Unnamed: 0,New_cases,Cumulative_cases,New_deaths,Cumulative_deaths
count,97345.0,97345.0,97345.0,97345.0
mean,1116.490246,124478.1,24.645364,3279.25574
std,7519.576166,854259.5,142.643087,18246.997859
min,-32952.0,0.0,-514.0,0.0
25%,0.0,6.0,0.0,0.0
50%,3.0,900.0,0.0,15.0
75%,176.0,17587.0,3.0,326.0
max,402270.0,27309500.0,6409.0,480464.0


In [5]:
### Check the column data type.

df.info()

<class 'pandas.core.frame.DataFrame'>
RangeIndex: 97345 entries, 0 to 97344
Data columns (total 8 columns):
Date_reported        97345 non-null datetime64[ns]
Country_code         96934 non-null object
Country              97345 non-null object
WHO_region           97345 non-null object
New_cases            97345 non-null int64
Cumulative_cases     97345 non-null int64
New_deaths           97345 non-null int64
Cumulative_deaths    97345 non-null int64
dtypes: datetime64[ns](1), int64(4), object(3)
memory usage: 5.9+ MB


In [6]:
### Convert the format of 'Date_reported' to dd/mm/yyyy.

df['Date_reported'] = df['Date_reported'].dt.strftime("%d/%m/%Y")

In [7]:
### Check the last 5 records to ensure that we're getting up-to-date data.

df.tail()

Unnamed: 0,Date_reported,Country_code,Country,WHO_region,New_cases,Cumulative_cases,New_deaths,Cumulative_deaths
97340,12/02/2021,ZW,Zimbabwe,AFRO,85,34949,18,1382
97341,13/02/2021,ZW,Zimbabwe,AFRO,96,35045,11,1393
97342,14/02/2021,ZW,Zimbabwe,AFRO,59,35104,5,1398
97343,15/02/2021,ZW,Zimbabwe,AFRO,68,35172,2,1400
97344,16/02/2021,ZW,Zimbabwe,AFRO,50,35222,10,1410


In [8]:
df[df["Country_code"]=="SG"].tail()

Unnamed: 0,Date_reported,Country_code,Country,WHO_region,New_cases,Cumulative_cases,New_deaths,Cumulative_deaths
79678,12/02/2021,SG,Singapore,WPRO,12,59759,0,29
79679,13/02/2021,SG,Singapore,WPRO,18,59777,0,29
79680,14/02/2021,SG,Singapore,WPRO,9,59786,0,29
79681,15/02/2021,SG,Singapore,WPRO,14,59800,0,29
79682,16/02/2021,SG,Singapore,WPRO,9,59809,0,29


In [9]:
### Write the data from Pandas dataframe to Google Sheet.
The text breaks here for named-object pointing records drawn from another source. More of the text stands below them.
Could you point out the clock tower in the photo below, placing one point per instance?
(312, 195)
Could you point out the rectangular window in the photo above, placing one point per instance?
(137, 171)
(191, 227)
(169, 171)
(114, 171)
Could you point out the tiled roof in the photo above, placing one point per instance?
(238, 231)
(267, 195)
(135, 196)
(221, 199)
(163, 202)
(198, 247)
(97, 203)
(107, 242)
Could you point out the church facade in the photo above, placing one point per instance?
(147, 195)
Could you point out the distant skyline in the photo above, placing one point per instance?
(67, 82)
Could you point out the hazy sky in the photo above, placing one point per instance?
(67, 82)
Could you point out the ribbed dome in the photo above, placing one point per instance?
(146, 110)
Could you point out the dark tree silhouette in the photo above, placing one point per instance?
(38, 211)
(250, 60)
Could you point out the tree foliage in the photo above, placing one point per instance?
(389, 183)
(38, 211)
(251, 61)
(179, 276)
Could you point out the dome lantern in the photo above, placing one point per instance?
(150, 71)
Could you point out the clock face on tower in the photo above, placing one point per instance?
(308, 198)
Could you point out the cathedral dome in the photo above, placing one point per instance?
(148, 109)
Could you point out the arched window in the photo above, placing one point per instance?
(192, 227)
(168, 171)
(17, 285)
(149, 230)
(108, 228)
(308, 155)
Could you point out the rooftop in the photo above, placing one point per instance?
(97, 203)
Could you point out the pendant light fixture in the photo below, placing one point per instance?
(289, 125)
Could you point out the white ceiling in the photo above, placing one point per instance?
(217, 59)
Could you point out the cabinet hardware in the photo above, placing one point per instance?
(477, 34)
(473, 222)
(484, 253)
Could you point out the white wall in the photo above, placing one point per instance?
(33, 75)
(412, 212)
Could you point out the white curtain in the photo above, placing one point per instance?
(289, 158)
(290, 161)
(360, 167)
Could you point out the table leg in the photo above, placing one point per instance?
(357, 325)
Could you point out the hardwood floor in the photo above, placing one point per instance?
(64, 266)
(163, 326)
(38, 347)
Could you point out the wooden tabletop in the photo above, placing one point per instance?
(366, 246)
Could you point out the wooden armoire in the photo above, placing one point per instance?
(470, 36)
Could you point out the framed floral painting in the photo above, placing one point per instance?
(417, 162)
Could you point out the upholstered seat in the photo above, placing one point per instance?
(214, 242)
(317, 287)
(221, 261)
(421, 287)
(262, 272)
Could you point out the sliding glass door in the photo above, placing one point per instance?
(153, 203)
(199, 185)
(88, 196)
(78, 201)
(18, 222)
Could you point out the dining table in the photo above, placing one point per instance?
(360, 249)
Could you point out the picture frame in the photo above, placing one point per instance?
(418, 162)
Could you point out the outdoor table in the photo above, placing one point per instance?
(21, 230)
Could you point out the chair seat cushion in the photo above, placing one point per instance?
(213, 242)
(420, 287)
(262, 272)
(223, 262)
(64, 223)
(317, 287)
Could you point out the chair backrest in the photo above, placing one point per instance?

wks.set_dataframe(df, start='A1', copy_index=False, copy_head=True, fit=True, escape_formulae=False, nan=0)

Below are the parameters for the [`set_dataframe`](https://pygsheets.readthedocs.io/en/latest/worksheet.html#pygsheets.Worksheet.set_dataframe) method for reference:


- **df** : Pandas dataframe.
- **start** : Address of the top left corner where the data should be added.
- **copy_index** : Copy dataframe index (multi-index supported).
- **copy_head** : Copy header data into the first row.
- **fit** : Resize the worksheet to fit all data inside if necessary.
- **escape_formulae** – Any value starting with an equal sign (=), will be prefixed with an apostrophe (‘) to avoid value being interpreted as a formula.
- **nan** – Value with which NaN values are replaced.